BFM-Marche-Grands-Vins-Octobre-2021

Chaque mois, Angélique de Lencquesaing, co-fondatrice d’iDealwine, dresse un état du marché des ventes aux enchères de vin, vu sous un angle patrimonial. Interrogée sur BFM Business dans l’émission 100% Patrimoine, elle répond aux questions de Cédric Decoeur.

Cédric Decoeur : Alors que se profilent les ventes de fin d’année, faisons un point sur le marché des ventes aux enchères de grands crus.

Sur le marché des enchères de vin, la saisonnalité existe encore, avec de grandes ventes de fin d’année en préparation, mais nous notons d’année en année que cette saisonnalité tend à s’estomper avec la digitalisation des adjudications qui suscite une chalandise mondiale.

C.D. : Il n’y a plus de « bonne » ou de « mauvaise » période » pour vendre ?

Les enchères se déroulent tout au long de l’année, et c’est d’ailleurs au cœur de l’été que nous avons vu s’adjuger le vin de plus cher de l’année, un musigny 2006 de chez Leroy, vendu 28 244€ un 29 juillet…

C.D. : C’est vrai. Mais nous avions eu l’occasion d’évoquer avant l’été un phénomène d’engouement très fort, voire de surchauffe sur le marché. Qu’en est-il actuellement ?

L’enthousiasme reste très fort pour les enchères de vin. Et, à la clé, pour les grands crus que l’on peut y acheter. Les taux d’exécution (volume de lots vendus / lots mis en vente) n’ont jamais été aussi élevés. Dans la dernière vente, ce taux a dépassé 68% en volume, et 91% en valeur.

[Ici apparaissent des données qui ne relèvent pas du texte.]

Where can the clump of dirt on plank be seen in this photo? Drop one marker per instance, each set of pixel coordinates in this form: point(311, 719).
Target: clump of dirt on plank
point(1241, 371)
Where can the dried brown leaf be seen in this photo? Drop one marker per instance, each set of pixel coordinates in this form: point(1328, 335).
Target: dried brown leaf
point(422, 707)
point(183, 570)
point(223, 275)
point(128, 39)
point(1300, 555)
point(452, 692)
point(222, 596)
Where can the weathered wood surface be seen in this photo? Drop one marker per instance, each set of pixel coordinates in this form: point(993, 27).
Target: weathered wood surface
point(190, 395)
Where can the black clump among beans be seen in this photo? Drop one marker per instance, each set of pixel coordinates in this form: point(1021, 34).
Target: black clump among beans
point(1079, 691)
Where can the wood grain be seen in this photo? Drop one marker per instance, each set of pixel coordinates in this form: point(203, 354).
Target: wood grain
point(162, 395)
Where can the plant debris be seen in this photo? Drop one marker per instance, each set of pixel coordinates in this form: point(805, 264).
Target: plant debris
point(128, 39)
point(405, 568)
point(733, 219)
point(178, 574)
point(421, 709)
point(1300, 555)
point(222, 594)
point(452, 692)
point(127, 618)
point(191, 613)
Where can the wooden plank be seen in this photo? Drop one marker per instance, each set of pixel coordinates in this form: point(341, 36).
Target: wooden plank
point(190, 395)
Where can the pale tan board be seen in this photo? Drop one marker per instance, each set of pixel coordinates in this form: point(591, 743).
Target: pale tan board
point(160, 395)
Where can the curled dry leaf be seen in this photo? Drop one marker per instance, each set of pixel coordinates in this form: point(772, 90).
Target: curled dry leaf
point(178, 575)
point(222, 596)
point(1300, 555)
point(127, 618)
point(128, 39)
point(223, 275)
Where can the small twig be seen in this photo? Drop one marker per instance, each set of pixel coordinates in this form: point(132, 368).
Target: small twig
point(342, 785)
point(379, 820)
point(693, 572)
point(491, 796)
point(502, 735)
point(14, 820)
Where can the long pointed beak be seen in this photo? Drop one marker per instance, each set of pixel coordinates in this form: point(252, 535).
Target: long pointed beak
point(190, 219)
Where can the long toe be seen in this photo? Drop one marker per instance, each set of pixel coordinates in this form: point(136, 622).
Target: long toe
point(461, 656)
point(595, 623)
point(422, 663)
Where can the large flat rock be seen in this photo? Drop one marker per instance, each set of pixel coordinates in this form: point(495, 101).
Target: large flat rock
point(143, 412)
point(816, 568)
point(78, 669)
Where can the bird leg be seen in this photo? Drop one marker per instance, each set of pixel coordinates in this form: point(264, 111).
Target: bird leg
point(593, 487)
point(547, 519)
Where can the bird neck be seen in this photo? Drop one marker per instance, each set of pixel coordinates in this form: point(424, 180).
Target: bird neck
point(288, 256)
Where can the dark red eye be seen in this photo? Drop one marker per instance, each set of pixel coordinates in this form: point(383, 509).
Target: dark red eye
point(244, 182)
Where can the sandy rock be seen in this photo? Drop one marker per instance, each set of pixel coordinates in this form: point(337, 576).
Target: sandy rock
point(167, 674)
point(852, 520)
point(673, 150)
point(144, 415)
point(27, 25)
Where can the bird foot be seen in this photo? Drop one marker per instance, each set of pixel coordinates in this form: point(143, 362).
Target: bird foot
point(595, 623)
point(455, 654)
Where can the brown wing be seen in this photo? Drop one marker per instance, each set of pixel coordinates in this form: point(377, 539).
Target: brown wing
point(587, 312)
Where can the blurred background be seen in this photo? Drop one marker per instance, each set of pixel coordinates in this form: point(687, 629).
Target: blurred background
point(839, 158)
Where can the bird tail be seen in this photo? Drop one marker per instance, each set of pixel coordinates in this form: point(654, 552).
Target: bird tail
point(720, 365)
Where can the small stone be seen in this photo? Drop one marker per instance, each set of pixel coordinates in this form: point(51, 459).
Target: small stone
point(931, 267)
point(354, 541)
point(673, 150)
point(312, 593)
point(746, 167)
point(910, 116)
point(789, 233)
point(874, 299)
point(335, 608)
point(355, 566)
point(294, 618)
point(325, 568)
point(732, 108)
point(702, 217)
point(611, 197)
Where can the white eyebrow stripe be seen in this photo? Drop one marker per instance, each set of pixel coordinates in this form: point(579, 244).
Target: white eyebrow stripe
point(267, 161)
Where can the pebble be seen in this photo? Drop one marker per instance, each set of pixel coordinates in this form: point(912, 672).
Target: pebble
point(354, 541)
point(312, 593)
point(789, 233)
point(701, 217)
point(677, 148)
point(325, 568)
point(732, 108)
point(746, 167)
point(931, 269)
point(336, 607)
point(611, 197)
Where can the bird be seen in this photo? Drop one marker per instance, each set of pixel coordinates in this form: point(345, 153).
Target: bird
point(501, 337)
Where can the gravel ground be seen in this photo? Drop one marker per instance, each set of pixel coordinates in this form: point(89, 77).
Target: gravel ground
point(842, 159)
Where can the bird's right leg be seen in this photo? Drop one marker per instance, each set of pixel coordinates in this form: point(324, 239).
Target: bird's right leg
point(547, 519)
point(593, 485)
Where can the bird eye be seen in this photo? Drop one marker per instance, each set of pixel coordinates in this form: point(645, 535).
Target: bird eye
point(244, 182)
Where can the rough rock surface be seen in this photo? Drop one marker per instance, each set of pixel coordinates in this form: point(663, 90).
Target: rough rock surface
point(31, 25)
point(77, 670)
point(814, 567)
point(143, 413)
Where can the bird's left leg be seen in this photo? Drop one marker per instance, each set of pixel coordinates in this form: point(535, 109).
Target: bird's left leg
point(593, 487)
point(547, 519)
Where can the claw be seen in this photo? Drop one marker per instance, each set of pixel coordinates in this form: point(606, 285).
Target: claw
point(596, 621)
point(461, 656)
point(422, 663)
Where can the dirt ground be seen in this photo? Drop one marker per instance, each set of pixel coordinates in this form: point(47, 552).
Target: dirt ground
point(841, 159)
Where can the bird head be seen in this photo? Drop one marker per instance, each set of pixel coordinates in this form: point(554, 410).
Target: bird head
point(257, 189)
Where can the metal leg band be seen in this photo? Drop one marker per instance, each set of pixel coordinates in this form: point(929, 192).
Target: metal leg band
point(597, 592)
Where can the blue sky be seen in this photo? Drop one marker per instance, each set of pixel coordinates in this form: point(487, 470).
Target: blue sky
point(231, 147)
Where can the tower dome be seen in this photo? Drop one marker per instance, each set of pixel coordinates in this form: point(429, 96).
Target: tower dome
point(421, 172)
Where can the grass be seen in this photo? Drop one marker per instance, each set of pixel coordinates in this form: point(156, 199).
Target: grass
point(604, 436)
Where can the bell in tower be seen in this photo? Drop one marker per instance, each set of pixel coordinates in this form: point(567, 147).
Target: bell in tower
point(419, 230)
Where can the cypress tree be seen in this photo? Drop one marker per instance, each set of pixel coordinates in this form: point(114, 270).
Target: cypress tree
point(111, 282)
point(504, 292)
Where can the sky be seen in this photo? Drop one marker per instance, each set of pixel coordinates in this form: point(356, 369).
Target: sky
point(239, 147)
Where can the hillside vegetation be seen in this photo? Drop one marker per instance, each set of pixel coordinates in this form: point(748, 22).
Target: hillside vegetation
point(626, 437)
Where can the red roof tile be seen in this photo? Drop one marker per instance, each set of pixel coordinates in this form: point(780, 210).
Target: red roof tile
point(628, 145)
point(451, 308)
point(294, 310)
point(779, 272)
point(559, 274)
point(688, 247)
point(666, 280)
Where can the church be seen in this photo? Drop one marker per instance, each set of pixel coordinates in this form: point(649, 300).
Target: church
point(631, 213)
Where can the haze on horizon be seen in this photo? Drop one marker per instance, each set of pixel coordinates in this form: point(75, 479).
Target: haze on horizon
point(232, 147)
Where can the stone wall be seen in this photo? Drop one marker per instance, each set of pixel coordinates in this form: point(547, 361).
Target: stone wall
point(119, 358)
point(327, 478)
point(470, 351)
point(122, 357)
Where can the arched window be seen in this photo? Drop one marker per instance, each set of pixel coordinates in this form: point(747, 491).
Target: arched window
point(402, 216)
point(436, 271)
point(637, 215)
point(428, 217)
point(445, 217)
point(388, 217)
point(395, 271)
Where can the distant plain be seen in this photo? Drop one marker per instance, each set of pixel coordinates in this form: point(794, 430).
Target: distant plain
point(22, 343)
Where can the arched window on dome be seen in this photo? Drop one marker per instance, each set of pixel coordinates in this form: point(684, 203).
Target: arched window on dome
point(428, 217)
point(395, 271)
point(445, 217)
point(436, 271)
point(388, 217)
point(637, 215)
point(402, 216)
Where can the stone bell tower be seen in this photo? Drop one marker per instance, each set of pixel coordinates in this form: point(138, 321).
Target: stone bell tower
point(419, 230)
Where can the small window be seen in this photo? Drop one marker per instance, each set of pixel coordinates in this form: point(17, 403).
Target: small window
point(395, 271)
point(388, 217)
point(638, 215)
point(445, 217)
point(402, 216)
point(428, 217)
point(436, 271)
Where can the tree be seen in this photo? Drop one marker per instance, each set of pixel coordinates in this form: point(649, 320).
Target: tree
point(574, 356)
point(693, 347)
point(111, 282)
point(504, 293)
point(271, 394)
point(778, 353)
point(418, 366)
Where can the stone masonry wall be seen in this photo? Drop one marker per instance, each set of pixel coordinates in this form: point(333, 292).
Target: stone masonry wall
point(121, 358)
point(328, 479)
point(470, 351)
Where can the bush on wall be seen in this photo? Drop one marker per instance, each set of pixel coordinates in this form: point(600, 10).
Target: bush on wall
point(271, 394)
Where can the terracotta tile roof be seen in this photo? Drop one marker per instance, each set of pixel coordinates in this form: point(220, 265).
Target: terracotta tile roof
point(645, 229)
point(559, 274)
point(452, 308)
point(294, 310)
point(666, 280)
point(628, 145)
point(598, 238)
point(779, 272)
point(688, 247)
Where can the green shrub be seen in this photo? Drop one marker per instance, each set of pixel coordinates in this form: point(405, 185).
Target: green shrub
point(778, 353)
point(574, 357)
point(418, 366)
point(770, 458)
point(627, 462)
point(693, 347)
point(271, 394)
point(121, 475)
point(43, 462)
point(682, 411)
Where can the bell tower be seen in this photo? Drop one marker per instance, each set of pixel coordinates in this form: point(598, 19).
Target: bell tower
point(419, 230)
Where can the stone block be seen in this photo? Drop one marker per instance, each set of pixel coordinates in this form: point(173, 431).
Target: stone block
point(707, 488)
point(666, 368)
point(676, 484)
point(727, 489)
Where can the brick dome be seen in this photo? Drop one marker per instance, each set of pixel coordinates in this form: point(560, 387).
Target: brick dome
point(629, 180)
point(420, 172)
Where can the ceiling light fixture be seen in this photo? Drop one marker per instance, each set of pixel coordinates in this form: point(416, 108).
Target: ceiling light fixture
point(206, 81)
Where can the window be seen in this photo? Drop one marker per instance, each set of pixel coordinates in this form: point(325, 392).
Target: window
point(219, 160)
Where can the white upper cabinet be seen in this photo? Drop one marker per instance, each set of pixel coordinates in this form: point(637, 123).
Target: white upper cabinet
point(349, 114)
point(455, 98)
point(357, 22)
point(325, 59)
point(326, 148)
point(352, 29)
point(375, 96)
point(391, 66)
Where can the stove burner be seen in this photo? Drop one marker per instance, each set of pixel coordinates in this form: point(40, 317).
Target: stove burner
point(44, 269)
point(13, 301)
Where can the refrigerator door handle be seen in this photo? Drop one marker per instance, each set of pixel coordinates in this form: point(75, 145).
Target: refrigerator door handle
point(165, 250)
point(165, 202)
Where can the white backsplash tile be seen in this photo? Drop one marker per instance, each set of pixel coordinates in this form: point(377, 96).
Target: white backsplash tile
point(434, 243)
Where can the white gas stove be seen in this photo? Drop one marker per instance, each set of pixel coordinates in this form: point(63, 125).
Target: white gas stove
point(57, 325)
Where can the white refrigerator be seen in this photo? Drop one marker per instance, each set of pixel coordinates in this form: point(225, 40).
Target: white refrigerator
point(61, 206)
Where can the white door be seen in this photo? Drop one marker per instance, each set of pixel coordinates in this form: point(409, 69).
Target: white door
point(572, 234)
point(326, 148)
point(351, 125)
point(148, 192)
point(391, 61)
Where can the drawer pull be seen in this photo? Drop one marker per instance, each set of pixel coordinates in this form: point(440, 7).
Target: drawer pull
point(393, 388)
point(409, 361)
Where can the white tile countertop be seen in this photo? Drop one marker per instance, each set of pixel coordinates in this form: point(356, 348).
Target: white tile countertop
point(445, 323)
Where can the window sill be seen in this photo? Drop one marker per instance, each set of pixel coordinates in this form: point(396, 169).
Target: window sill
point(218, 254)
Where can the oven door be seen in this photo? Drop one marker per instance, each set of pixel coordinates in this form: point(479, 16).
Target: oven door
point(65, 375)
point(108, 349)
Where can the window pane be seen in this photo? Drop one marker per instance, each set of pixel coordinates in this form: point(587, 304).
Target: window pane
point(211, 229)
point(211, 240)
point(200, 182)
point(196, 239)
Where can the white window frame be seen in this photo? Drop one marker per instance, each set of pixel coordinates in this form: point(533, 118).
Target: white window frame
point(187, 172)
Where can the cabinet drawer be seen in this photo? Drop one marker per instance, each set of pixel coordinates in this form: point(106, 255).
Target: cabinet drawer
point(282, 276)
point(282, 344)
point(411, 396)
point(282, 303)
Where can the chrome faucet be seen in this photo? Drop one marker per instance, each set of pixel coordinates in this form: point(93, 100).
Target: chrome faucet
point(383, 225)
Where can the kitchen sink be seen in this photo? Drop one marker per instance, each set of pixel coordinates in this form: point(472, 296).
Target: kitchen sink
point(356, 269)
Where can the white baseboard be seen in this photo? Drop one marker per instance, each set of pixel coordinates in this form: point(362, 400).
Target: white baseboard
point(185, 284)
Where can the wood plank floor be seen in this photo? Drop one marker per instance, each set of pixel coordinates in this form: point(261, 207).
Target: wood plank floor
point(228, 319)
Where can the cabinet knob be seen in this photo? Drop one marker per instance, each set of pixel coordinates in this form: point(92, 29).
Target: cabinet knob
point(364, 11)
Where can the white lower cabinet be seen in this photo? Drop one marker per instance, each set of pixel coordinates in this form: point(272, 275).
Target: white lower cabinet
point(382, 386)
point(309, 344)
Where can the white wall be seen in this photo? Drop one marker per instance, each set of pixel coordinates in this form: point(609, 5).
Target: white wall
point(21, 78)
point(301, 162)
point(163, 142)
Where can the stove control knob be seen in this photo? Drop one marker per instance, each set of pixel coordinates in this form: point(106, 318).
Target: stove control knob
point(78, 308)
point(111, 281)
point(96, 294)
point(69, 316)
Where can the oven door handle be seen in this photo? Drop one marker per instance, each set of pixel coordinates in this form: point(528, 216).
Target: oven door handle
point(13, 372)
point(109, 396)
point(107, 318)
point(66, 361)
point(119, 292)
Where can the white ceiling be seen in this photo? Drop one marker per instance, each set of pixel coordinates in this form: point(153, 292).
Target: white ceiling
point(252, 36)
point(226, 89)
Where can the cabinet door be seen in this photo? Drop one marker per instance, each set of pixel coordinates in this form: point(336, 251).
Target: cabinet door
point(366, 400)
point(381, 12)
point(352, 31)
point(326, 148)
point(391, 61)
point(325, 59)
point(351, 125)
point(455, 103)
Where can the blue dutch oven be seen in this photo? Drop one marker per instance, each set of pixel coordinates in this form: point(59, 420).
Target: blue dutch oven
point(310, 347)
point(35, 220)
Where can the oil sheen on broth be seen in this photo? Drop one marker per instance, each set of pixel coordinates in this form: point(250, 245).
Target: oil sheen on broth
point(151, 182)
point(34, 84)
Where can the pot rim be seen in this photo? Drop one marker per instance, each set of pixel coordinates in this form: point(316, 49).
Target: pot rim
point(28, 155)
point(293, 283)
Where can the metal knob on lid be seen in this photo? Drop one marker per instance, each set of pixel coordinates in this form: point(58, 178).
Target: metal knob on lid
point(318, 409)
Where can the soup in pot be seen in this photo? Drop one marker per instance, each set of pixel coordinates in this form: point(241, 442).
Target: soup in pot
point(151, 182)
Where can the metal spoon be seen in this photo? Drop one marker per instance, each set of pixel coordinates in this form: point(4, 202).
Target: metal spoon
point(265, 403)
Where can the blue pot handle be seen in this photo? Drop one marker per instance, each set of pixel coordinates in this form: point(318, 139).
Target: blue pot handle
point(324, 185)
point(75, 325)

Dans notre dernière vente, 82% des lots qui étaient présentés à la vente pour la première fois ont été vendus. C’est inédit !

C.D. : Comment expliquez-vous cette ruée à laquelle vous semblez assister ?

Trois pistes d’explications principales : la première est directement liée à la pandémie, et aux épisodes de confinement qui ont amené les amateurs à vider leur cave, d’une part, et à adopter des habitudes d’achat sur des circuits digitaux (aux enchères ou pas), d’autre part.  Ces habitudes perdurent.

Deuxième piste, en n’allant pas en restaurant, en ne pouvant voyager durant de longs mois, les amateurs ont réalisé des économies. Le vin offre de jolies perspectives sur le plan patrimonial. Un vrai placement plaisir…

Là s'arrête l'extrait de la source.